鹿児島県・桜島に位置する「ふるさと観光ホテル」と「桜島シーサイドホテル」。観光地として知られたこの二つのホテルには、ある事件をきっかけに奇妙な噂がささやかれるようになった。今回は、ふるさと観光ホテル・桜島シーサイドホテルにまつわるウワサの心霊話を紹介する。
ふるさと観光ホテル・桜島シーサイドホテルとは?

桜島ふるさと観光ホテルは、鹿児島市古里町にかつて存在した温泉宿泊施設である。
1935年(昭和10年)に創業し、桜島観光の拠点として長年にわたり賑わいを見せてきた。
目の前に広がる錦江湾、そして龍神が住むと伝えられる海辺の露天風呂は、多くの旅行者を魅了した。
しかし、2012年、度重なる降灰による影響や観光客減少を受けて閉業。以降は廃墟となり、外部からの不法侵入やゴミの不法投棄などで荒れ果てた状態が続いていた。
一方、隣接する桜島シーサイドホテルは1972年創業の宿泊施設で、現在も営業を続けている。
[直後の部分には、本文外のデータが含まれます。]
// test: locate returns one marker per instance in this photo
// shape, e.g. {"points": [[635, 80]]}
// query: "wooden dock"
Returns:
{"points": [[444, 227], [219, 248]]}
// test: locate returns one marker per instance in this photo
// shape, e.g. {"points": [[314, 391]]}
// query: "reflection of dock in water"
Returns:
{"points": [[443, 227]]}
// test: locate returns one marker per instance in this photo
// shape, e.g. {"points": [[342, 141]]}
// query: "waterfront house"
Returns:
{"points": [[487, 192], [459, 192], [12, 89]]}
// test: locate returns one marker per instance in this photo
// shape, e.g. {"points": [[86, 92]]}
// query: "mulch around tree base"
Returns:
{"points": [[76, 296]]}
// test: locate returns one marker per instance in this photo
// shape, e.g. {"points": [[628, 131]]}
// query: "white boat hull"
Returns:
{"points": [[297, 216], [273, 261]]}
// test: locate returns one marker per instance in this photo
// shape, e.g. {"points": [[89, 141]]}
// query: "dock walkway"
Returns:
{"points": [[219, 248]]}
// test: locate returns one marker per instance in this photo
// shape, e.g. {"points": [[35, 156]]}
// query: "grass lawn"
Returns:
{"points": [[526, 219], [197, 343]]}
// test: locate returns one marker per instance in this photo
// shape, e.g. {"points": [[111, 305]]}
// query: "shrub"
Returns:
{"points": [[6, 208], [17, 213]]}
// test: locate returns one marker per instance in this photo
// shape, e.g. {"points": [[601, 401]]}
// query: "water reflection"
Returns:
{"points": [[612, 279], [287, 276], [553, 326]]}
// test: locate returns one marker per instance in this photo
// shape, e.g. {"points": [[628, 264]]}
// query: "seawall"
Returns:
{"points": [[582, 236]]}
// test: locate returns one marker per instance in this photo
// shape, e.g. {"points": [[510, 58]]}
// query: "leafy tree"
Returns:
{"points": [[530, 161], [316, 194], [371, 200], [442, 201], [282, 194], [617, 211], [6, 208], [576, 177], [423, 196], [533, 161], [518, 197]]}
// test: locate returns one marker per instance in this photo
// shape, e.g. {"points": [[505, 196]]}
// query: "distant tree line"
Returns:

国道224号線、通称「溶岩道路」沿いにあり、アクセスの良さから観光客も多い。
だが、そんな二つのホテルに、ある悲惨な事件が起きてからというもの、不気味な現象がささやかれるようになった。
ふるさと観光ホテル・桜島シーサイドホテルの心霊現象
ふるさと観光ホテル・桜島シーサイドホテルの心霊現象は、
- 少年の霊が現れる
- 誰もいないのに泣き叫ぶ子どもの声がする
- 空室のはずの部屋から人の気配がする
- 廊下を徘徊する影が目撃される
である。以下、これらの怪異について記述する。
2021年2月、桜島シーサイドホテルの一室で、世間を震撼させる事件が発生した。
一人の男性が幼い我が子ふたりを絞殺し、自身もその部屋のベランダから飛び降りたのである。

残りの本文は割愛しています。